A seminar/discussion on "Is our universe a massive computer simulation?" will be conducted by Professor Shafiqur Rahman at BRACU Auditorium on Thursday, July 20, 2017 at 11:00am.
In the twentieth century, Einstein’s Relativity theories and Quantum Mechanics brought about tectonic shifts in our understanding of what constitutes physical reality. Though barely a sixth of the twenty-first century is over, we are already witnessing mindboggling phenomena which are challenging our very notion of the new reality. This talk will discuss topics of this genre such as Quantum Teleportation, which deals with transporting an object from one location to another instantaneously without the object going through the intervening space. It will also discuss Quantum Computers currently being developed by physicists which will be so powerful that even one with only twelve bytes of memory will be able to simultaneously process more numbers than the total number of atoms in the universe, as well as Quantum Cryptography which offers tamper-proof encryption. The emerging field of Information Theory, an interesting conclusion of which is that the number of computations that can be performed in the universe has an upper limit and how this will lead to the death of the universe, will also be discussed.

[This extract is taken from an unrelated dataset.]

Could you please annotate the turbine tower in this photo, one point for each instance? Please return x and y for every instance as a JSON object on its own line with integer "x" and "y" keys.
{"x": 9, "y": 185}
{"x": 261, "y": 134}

Finally, new ideas will be presented which tend to suggest that our entire universe, rather than being real, could be a gigantic computer simulation being performed by a highly advanced civilization.
Shafiqur Rahman is a Professor in the Physics Department at Allegheny College, USA. His current research is in the area of Statistical Physics (computer simulation of complex systems). He has also done research at Argonne National Laboratory, Cornell National Supercomputer Center, Carnegie Mellon University and Northwestern University. His research has been supported by agencies such as National Science Foundation, Howard Hughes Medical Institute, Vira-Heinz Foundation, etc. He has received three Demmler Awards for Innovative Teaching. He has recently received a grant from the Mellon Foundation to write a romantic novel based on his memoirs from undergraduate years in Germany dealing with love shattered by East-West politics during the Cold War. He is active in community service -- he has run an outreach program called SuperScience for gifted children from local high schools for more than twenty-five years. He received his BS degree in Physics from Martin Luther University, Halle, Germany and his Ph.D. in Theoretical Physics from Northwestern University, USA.